The dread on his face was even clearer than the dirt on it when he stepped out of the vehicle and saw all of us staring back at him as if he was an alien. And that’s exactly what he was. A tall, gangly boy, his hair combed into a neat side-parting and wearing clothes that were too small for him, he wasn’t a Gypsy like us, which put him into a different world instantly. And he was soon made very aware of how inhumane the travellers
of Mr Donoghue’s kind were to a mere Gorgia man. Dossas were considered beneath both Gypsies and Travellers, and were generally despised. But Mr Donoghue took their treatment to a new low with his cruelty towards Kevin.

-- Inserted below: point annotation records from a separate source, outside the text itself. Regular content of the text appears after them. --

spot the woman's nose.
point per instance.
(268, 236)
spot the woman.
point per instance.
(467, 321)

In a matter of days, Kevin was sleeping in the back of the van that had brought him and was being terrorised daily by Mr Donoghue, his wife and five children. Scared of saying no or of standing up to their cruel demands, Kevin spent twelve hours a day painting, washing cars, walking and feeding fierce dogs, shovelling bricks, cement, dirt and mortar, laying tarmac single handed and even towing the Donoghue children around on a cart like a Shire horse.
He never refused, but he was still beaten regularly. Mr Donoghue would punch him just because he’d had a bad day at work. The children pelted him with stones and Mrs Donoghue refused to have him eat off her own plates and gave him one of the dogs’ dishes.
My father, being a friend and regular pub-going accomplice of Mr Donoghue, regularly witnessed the terrible life Kevin led at the hands of the Donoghue clan.
One day, sick of his modest tool shed, and in need of a helping hand to put up a bigger one, my father asked Mr Donoghue if he could borrow Kevin for a morning.
‘Of course, Frank, and if he gives you any trouble, or don’t shift his weight for you, drag him back up here to me,’ Mr Donoghue said.
Once Kevin was out of sight of his owner, he broke down, pleading to my father to save him. ‘I’ll work for you for nothing, Frank. Please help me.’
‘I’ll try, my boy. I’ll try,’ whispered my father.
He gave him a pat on the back, threw me a stiff glance and they both went about their work.
I stared after them, astonished. It seemed that Kevin had somehow got through to my unmerciful and cruel father. Sure enough, that evening down at the pub, my father dosed Mr Donoghue with whisky and made him an offer of a hundred pounds for Kevin to work for him instead. Mr Donoghue gave in and they shook on it.
They spent the hundred pounds in the next hour, and Frankie and I awoke the next morning to find Kevin cleaning our window. We both gave him a wave. He waved back, and despite his bruises and a thick lip, he had a beaming smile that lit up his face.